Self-verify in one command:

uv run python mcp_client.py | grep -q "safe-hands-in-the-wild" && echo "DONE: MCP round-trip works"

Self-explain: in one sentence, why can your agent call the slugify tool without ever importing mcp_server.py?

Stretch Goals

  1. A persistent session. The per-call adapter re-launches the server every call. Refactor to keep one session alive for the agent’s lifetime (an async context held open, or a background event loop) and measure the latency you save.
  2. Add a resource. MCP servers can expose resources (read-only data) as well as tools. Expose the sandbox’s file list as a resource and read it from the client.
  3. Streamable HTTP transport. Run the same server over HTTP instead of stdio and connect a client to http://127.0.0.1:PORT. Note in a comment why stdio is the safer default for a local tool (no open port, no network exposure).
  4. Connect a real third-party MCP server.
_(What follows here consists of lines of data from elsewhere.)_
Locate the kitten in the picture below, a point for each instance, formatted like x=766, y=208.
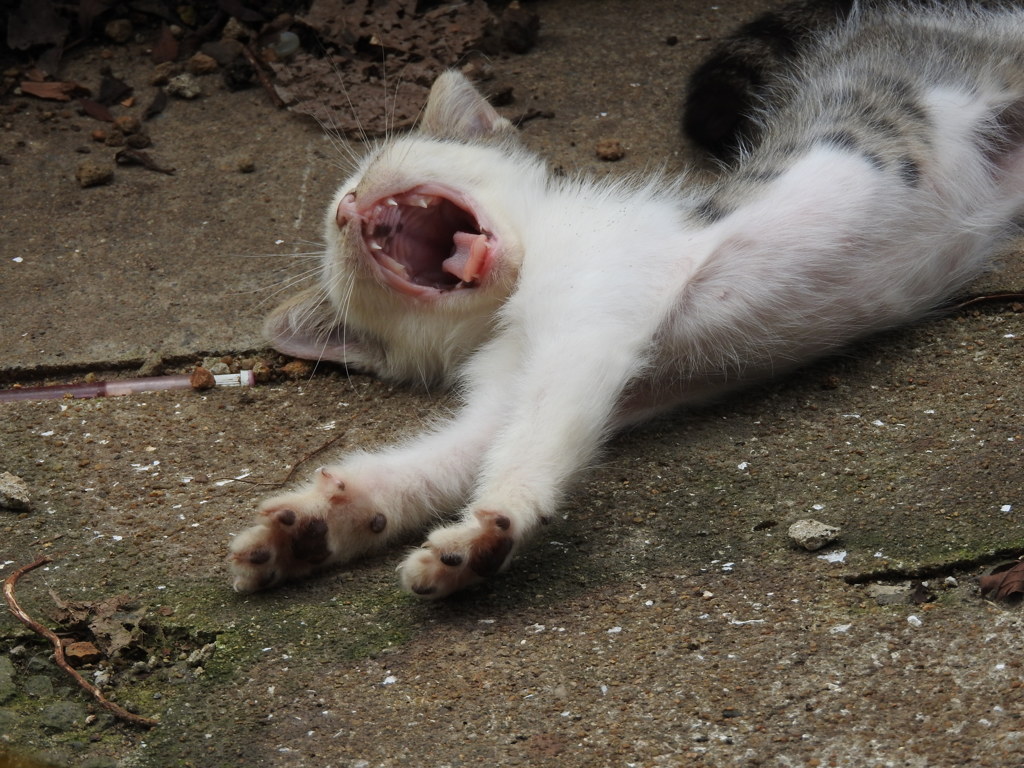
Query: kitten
x=728, y=86
x=724, y=93
x=567, y=308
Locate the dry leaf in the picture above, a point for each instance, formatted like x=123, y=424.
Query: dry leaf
x=113, y=623
x=1004, y=582
x=95, y=110
x=53, y=91
x=137, y=157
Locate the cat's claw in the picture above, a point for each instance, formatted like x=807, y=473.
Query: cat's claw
x=303, y=530
x=457, y=556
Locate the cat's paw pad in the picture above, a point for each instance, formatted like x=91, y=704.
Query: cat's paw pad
x=459, y=555
x=283, y=546
x=300, y=531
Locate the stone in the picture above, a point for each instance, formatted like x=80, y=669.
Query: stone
x=91, y=173
x=13, y=493
x=891, y=594
x=7, y=689
x=62, y=716
x=812, y=535
x=184, y=86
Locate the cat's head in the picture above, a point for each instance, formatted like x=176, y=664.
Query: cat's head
x=422, y=246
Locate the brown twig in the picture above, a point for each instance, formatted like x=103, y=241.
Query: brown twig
x=261, y=74
x=994, y=298
x=19, y=614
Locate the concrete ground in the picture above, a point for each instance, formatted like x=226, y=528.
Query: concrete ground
x=666, y=621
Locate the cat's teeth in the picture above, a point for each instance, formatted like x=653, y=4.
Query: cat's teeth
x=390, y=264
x=422, y=201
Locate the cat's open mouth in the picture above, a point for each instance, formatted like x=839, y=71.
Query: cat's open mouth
x=425, y=242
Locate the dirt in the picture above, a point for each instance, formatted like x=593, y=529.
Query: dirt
x=665, y=620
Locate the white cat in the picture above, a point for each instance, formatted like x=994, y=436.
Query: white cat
x=891, y=162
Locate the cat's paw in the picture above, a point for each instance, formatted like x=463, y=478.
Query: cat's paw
x=303, y=530
x=458, y=555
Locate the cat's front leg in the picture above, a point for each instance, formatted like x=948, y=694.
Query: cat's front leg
x=563, y=406
x=359, y=506
x=334, y=518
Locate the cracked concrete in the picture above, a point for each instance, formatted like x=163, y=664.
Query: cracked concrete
x=665, y=621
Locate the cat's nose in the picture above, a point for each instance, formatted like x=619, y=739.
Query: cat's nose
x=346, y=210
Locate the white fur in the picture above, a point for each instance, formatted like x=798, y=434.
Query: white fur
x=612, y=302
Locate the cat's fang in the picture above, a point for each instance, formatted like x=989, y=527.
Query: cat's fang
x=467, y=257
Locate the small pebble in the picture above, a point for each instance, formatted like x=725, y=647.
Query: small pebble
x=128, y=124
x=81, y=653
x=610, y=150
x=119, y=30
x=890, y=594
x=201, y=64
x=812, y=535
x=184, y=86
x=91, y=173
x=13, y=493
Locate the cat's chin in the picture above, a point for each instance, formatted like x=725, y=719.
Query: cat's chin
x=426, y=242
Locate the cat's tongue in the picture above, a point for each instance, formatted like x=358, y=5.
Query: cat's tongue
x=467, y=257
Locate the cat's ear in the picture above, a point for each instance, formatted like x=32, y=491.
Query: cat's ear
x=456, y=110
x=307, y=327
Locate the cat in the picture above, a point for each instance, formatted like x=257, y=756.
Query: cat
x=724, y=93
x=726, y=89
x=566, y=308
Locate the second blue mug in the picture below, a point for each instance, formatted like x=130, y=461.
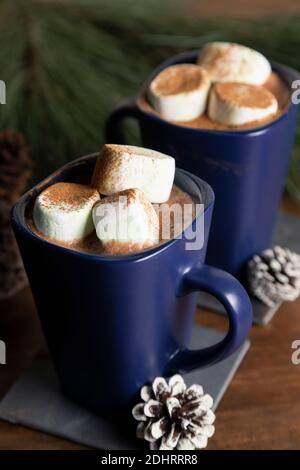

Point your client at the official filesystem MCP server (run via uvx/npx), list its tools, and write a one-paragraph note on the supply-chain trust decision you just made.

Troubleshooting

  • import mcp fails. Run uv add "mcp[cli]" and use uv run so the project venv is active. Confirm Python 3.12 with uv run python --version.
  • The client hangs at initialize. The server subprocess failed to start. Run uv run python mcp_server.py directly — it should sit silently waiting on stdin (that is correct). Any traceback there is your bug; fix the server first.
  • result.content[0].text raises an index/attribute error. The tool returned an unexpected content type. Print result to inspect; for dict-returning tools the SDK wraps the value as text content — your word_count returns a dict that arrives as a JSON string.
  • mcp dev errors about Node/npm. The dev inspector’s web UI needs Node. It is optional — the programmatic client in Step 2 fully verifies the server.
  • asyncio.run() cannot be called from a running event loop. Your agent is already async. Then do not call asyncio.run in the tool; await _call(...) directly, or use the persistent-session stretch goal.